| name | pentest-recon |
| description | Perform passive reconnaissance and attack surface mapping from the codebase. Identifies exposed endpoints, auth flows, input vectors, and potential attack paths for authorized security testing. For use in pentesting engagements, CTF, or internal security assessments only. Trigger phrases: "pentest recon", "attack surface", "map endpoints", "recon", "forge pentest-recon", "threat model", "attack surface mapping".
|
| argument-hint | [optional: specific area — api, auth, uploads, payments] |
| allowed-tools | Read, Bash, Glob, Grep |
Pentest Reconnaissance (Codebase-Based)
Map the application's attack surface from source code for authorized security testing.
Scope
This skill performs passive, codebase-only reconnaissance. It does NOT:
- Send any network requests
- Run active scanners
- Attempt exploitation
- Access external systems
It produces a recon report useful for planning an authorized pentest engagement.
Workflow
Step 1: Identify Stack & Entry Points
Detect the stack and find all entry points:
- Routes/endpoints: Express routes, Flask routes, FastAPI paths, API Gateway definitions
- GraphQL schemas and resolvers
- WebSocket handlers
- Static file serving
- Cron jobs / background workers
- CLI commands exposed
If $ARGUMENTS specifies an area (e.g., "auth", "api", "uploads"), focus only on that.
Step 2: Map Attack Surface
For each endpoint/entry point found, document:
| Method | Path | Auth | Input | Handler | Notes |
|--------|------|------|-------|---------|-------|
| POST | /api/login | none | body(email,pass) | auth.controller:34 | rate limited? |
Categorize by risk:
- Unauthenticated endpoints — highest priority
- File upload/download endpoints — type validation? size limits?
- Payment/financial endpoints — auth + validation depth?
- Admin/privileged endpoints — role checks? RBAC?
- User input endpoints — validation schemas present?
Step 3: Auth Flow Analysis
Map the complete authentication and authorization flow:
- How are sessions/tokens created? (JWT, session cookie, OAuth)
- Where are tokens stored? (httpOnly cookie, localStorage, header)
- Token expiration and rotation policy
- Password reset flow (token generation, expiry, single-use?)
- OAuth/social login flows (state parameter, PKCE?)
- Role/permission model (RBAC, ABAC, simple role field?)
- Where is auth middleware applied? Any gaps?
Step 4: Input Vector Analysis
For each input point:
- What validation is applied? (schemas, manual checks, none?)
- Is the input used in SQL queries? (parameterized or concatenated?)

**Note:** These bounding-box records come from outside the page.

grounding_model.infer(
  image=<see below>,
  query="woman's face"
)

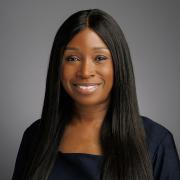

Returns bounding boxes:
[61,28,113,106]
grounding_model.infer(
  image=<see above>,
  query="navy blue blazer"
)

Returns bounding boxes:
[12,116,180,180]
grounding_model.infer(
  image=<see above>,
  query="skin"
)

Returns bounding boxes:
[59,28,113,154]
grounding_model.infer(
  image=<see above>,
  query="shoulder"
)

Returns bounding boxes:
[141,116,173,156]
[142,116,180,180]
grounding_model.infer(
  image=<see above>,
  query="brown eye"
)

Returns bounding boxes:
[96,55,107,61]
[65,56,79,62]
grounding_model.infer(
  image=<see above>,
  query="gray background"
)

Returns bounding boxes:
[0,0,180,180]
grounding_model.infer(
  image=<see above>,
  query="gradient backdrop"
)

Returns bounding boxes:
[0,0,180,180]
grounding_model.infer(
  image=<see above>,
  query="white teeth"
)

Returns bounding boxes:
[78,85,96,90]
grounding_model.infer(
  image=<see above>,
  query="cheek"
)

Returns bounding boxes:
[102,64,114,88]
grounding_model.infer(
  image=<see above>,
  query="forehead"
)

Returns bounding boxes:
[65,28,109,51]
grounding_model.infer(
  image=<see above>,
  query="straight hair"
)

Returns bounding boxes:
[24,9,153,180]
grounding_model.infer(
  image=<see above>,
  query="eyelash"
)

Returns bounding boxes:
[65,55,107,62]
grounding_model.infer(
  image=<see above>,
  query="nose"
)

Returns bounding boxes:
[77,60,95,79]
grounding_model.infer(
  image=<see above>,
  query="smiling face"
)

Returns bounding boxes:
[61,28,113,106]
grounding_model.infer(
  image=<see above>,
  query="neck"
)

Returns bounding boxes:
[72,103,108,127]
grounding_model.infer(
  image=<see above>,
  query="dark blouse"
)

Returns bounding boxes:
[12,117,180,180]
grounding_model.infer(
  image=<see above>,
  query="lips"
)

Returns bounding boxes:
[73,83,101,95]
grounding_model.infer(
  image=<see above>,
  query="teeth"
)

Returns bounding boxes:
[78,85,96,90]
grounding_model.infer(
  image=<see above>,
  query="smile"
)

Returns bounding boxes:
[73,83,100,95]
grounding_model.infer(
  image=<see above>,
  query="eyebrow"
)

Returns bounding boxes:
[65,47,109,51]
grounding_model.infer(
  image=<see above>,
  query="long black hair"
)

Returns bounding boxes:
[24,9,153,180]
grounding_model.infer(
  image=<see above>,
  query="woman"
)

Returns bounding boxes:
[13,9,180,180]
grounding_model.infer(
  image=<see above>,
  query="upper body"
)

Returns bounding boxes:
[14,9,180,180]
[13,117,180,180]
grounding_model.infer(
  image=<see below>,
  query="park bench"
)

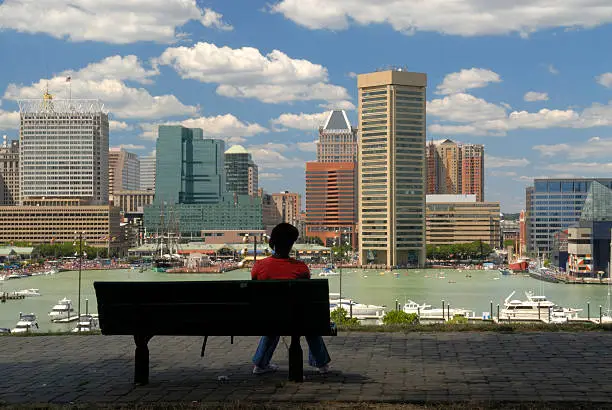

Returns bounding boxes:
[94,279,336,384]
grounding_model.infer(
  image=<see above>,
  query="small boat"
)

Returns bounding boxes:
[15,289,40,297]
[72,315,100,333]
[11,312,38,333]
[49,298,74,321]
[319,268,340,276]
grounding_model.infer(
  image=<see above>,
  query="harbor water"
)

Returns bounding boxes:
[0,268,607,331]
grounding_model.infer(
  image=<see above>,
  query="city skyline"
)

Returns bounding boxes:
[0,0,612,212]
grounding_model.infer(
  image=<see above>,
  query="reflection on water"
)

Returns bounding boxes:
[0,269,607,331]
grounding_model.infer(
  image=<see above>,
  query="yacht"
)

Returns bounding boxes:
[15,289,40,296]
[499,291,555,320]
[49,298,74,321]
[403,300,474,318]
[319,268,340,276]
[329,293,385,319]
[11,312,38,333]
[72,315,100,333]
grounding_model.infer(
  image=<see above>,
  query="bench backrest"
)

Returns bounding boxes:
[94,279,330,336]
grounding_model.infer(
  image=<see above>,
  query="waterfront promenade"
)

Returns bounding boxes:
[0,332,612,408]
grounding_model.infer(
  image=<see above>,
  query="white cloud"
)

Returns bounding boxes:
[0,0,231,44]
[66,55,159,84]
[427,93,506,122]
[523,91,548,102]
[270,112,329,131]
[548,64,559,75]
[200,8,234,31]
[108,120,133,131]
[595,73,612,88]
[271,0,612,37]
[0,110,20,130]
[140,114,268,143]
[112,144,146,151]
[156,42,350,103]
[4,56,199,119]
[427,93,612,136]
[246,146,305,170]
[436,67,501,94]
[319,100,355,111]
[542,162,612,174]
[297,141,317,152]
[485,155,529,168]
[533,137,612,159]
[489,171,518,177]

- Is the input reflected in HTML responses? (XSS vector?)
- Is the input used in file system operations? (path traversal?)
- Is the input used in command execution? (command injection?)
- Is the input used in URL construction? (SSRF?)
- File uploads: type checking, size limits, storage location, filename sanitization?
Step 5: Data Flow Mapping
Track sensitive data through the application:
- Where is PII stored? (database columns, logs, caches?)
- Where are secrets used? (env vars, config files, hardcoded?)
- What data is returned in API responses? (over-exposure?)
- What data is logged? (sensitive data in logs?)
- What data crosses trust boundaries? (client ↔ server, service ↔ service)
Step 6: Third-Party Integration Analysis
For each external service/API integrated:
- What data is sent to the third party?
- How are API keys stored and rotated?
- Is the integration validated on both request and response?
- Webhook endpoints: signature verification present?
Step 7: Recon Report
## Pentest Recon Report
Date: <timestamp>
Application: <project name>
Stack: <detected stack>
### Attack Surface Summary
- Total endpoints: X (Y unauthenticated)
- File upload points: X
- Admin endpoints: X
- External integrations: X
### High-Value Targets (start testing here)
1. <endpoint> — <why it's interesting>
2. ...
### Auth Flow
<diagram or description>
### Endpoint Map
<table from Step 2>
### Input Vectors
<findings from Step 4, ordered by risk>
### Data Flow Concerns
<findings from Step 5>
### Suggested Test Cases
- [ ] <specific test to run> — targets <endpoint> for <vuln type>
- [ ] ...
### Out of Scope (needs active testing)
- Rate limiting verification
- Session fixation testing
- Business logic bypass
- Race conditions
Principles
- Codebase only. No network requests, no active scanning.
- Authorized use only. This report is for planning legitimate security assessments.
- Actionable output. Every finding should have a specific test case the pentester can execute.
- No exploitation. Map the surface, don't prove the vuln — that's the pentester's job.